Three local researchers — Industrial chemist Mr. Donatus Njoroge, IT expert Gideon Kamau, and Physician Scientist Dr. Jesse Gitaka — have developed a Covid-19 tracing system dubbed ‘KoviTrace’ that provides access to all the persons that a patient came into close contact with in the last 14 days.
The system which is available in both English and Kiswahili comprises of an administrative web interface for use by the administrator (Ministry of Health) and a front end system (an application that can be installed on Android phones or accessed via a USSD code by those without smart phones).
It also provides users with an updated access to WHO’s frequently asked questions about the disease and a self-screening test that gauges the user’s vulnerability to the disease based on his or her previous interactions, behaviour and movements.
The technology can be used by the Ministry of Health in tracing all persons that Covid-19 patients came into contact with, and by Kenyans in establishing if they have been in contact with persons who tested positive.
“Once an individual has tested positive, a Ministry of Health official will only be required to key in his phone number onto the web portal and command it to trace all his contacts within the last 14 days instead of relying on his word of mouth, this process generate a list of all suspected cases” explained Mr Njoroge.
In the app the identified contacts are then immediately contacted via push message.
The alert, received in the form of a text message, also contains information on preventive measures, contacts of the nearest hospital and the emergency toll-free numbers of the respective county Covid-19 coordinator.
“This system works for those who have installed the app in their phones or registered through a USSD code,” added Mr Njoroge, who is also the head of innovations, intellectual property and community engagements at Mount Kenya University.
Mr Njoroge said the system can trace every person that the individual has been in contact with virtually, thus minimising the risk of persons going into hiding.
“It uses standard location API’s to calculate the geo-fence of the user at a particular moment, the geo-fence and timestamp are then synced with the user at intervals of three minutes”.
“The identity of the patient is kept anonymous,” Mr Njoroge adds.

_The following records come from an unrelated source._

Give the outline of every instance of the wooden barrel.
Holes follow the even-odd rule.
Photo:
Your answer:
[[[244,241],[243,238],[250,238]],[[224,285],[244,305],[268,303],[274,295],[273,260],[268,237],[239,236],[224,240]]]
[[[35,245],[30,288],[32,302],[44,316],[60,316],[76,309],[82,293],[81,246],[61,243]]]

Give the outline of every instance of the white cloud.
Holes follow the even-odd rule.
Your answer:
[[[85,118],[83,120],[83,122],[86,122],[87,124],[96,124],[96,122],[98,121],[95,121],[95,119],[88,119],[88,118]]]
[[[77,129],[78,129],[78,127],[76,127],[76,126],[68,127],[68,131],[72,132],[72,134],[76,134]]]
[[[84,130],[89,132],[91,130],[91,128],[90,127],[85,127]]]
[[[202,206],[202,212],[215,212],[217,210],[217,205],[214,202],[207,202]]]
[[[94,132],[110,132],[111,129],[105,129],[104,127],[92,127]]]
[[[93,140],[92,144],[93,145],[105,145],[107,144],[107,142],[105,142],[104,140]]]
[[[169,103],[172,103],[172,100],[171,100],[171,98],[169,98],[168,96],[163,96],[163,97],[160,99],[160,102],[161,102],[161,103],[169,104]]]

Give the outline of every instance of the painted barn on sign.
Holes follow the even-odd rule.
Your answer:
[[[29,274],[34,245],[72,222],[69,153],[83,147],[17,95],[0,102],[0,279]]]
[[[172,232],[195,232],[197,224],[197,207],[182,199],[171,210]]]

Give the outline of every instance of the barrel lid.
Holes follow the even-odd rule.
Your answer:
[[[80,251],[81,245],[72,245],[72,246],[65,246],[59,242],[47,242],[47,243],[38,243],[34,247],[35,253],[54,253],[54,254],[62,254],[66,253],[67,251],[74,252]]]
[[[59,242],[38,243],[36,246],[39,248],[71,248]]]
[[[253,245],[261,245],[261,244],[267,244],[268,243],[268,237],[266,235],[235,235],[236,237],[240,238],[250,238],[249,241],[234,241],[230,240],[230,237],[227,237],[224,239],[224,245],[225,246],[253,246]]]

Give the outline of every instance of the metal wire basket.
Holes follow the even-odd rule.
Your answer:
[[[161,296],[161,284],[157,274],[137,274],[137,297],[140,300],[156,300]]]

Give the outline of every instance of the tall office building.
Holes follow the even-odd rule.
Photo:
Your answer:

With over seven million confirmed infections as per yesterday morning, countries strategising on how to open up their local economies have one major nagging headache — the growing threat of increased local transmissions.
TAMING THE VIRUS
In his much-awaited June 6 speech, President Kenyatta warned that countries that opened up their economies without laying down proper protocols experienced a surge in the number of infections.
The government is conducting contact tracing with the help of NIS through accessing patients’ phone data to trace their last movements, a procedure that is not feasible at large scale, besides being expensive.
If ‘KoviTrace’ is approved and adopted for use by the government, Kenya will rank among global economies that have established similar apps for use in taming the virus before reopening the economies.
One such country is Australia, which developed COVIDSafe, an App that is tracing contacts of patients within the last 21 days.